# New kitten introduction to older cat - a plan of action



## AnimatedApe (Oct 18, 2010)

The time has come when I need your help again PetForums!

A few weeks ago my Mums next door neighbours got a new kitten, but after a few days they shut him outside 24 hours a day and he would just sit there mewing at the door occasionally having food put out and sleeping in an old kennel.

After a foiled 'catnapping' attempt by my sisters boyfriend about 2 weeks ago, my mums dog (a westie) dug under the fence trying to see what all of the fuss was about and last week the kitten ran in to my Mums shed through the gap in the fence trying to escape the rain.

The bag of bones is now 'happy as Larry' and putting on some weight, he seems very well considering.

To cut a long story short he will be coming to live with my juvenile female cat 'Lenin' (about 12 months) and myself from this weekend to see how we all get on. He is about 13-14 weeks and loves getting attention, but my Mums westie can't handle him.

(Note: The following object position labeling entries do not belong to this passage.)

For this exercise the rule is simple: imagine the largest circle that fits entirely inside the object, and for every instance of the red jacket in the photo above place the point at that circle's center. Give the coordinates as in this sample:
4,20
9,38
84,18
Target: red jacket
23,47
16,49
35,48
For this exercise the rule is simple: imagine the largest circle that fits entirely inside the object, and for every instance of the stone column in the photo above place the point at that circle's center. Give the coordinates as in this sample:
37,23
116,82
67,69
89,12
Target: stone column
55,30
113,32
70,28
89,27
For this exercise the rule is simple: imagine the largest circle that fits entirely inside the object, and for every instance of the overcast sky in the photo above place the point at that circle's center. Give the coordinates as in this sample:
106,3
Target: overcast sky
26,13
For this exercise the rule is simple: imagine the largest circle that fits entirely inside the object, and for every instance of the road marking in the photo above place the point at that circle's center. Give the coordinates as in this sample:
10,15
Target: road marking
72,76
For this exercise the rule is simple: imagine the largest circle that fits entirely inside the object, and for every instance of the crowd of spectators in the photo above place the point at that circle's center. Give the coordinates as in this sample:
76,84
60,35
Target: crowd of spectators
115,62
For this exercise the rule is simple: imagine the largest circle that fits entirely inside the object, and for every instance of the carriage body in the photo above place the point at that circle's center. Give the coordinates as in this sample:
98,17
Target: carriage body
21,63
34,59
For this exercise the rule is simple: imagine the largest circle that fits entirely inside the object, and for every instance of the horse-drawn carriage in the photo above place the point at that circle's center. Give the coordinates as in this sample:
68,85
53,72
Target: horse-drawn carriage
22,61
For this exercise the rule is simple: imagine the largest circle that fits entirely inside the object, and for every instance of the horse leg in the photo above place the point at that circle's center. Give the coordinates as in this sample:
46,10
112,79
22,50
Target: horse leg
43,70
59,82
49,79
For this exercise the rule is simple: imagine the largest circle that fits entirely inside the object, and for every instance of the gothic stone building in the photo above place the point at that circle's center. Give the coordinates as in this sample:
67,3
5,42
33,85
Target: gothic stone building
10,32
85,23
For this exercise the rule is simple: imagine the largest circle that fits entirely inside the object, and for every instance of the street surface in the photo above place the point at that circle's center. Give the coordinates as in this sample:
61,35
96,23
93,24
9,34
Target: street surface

However, I need to come up with an introduction plan that fits in around my full-time job. And that's where you guys come in  .

Here's what I have so far, formulated from these forums and a few websites. _let me know what you think_

*Pre D-Day - *Isolation room prepared with loads of toys and a private litter tray and feeding area.
*Day 1 - * New kitten goes quickly into isolation room with minimum fuss from me, I'm in all day and will keep checking on him whilst giving Lenin lots of attention
*Day 2 - * Same thing as Day 1, except I'll swap a few toys between the cats to spread the scent, again I am in all day.
*Day 3 - * Back at work all day, but will have my webcam on in the kitten room. Will swap a few blankets in the evening and try out a double ended toy under the door.
*Day 4 - * At work all day and will attempt a feeding intro in the evening.
*Day 5, 6, 7* Again at work, very short little intros in the evening to see how we go. Day 7 is also the little chaps first visit to the vet for jabs, Lenin is already Spayed, jabbed and defleaed(sp?).
*Day 8, 9* Off work, Full day supervised open house to see how they get on.
*Day 10* Back at work, and first day unsupervised open house.

So does that cover everything? Should I introduce them earlier? Am I being over cautious?

Lenin is very playful and active, she is very curious around the neighbourhood cats and on a few occasions has happily shared her bowl with other cats who get in when the door is open and my back turned. So I'm not sure what to expect really.

Thanks for your help as usual!


----------



## AnimatedApe (Oct 18, 2010)

So 24 hours in, the new guy is doing really well, he settled in to his room very quickly. Lenin has been curious, but not at all agitated by the new guys scent, in fact she is very 'snuggley' with me after I've been in the room with him.

They had a bit of an impromptu introduction after he ran out of his room between my legs. I let it pan out for a bit before separating them again, it was fairly uneventful really, they touched noses and followed each other around, but when the new guy tried to catch her tail there was a hiss and a swipe, and that was when I separated them.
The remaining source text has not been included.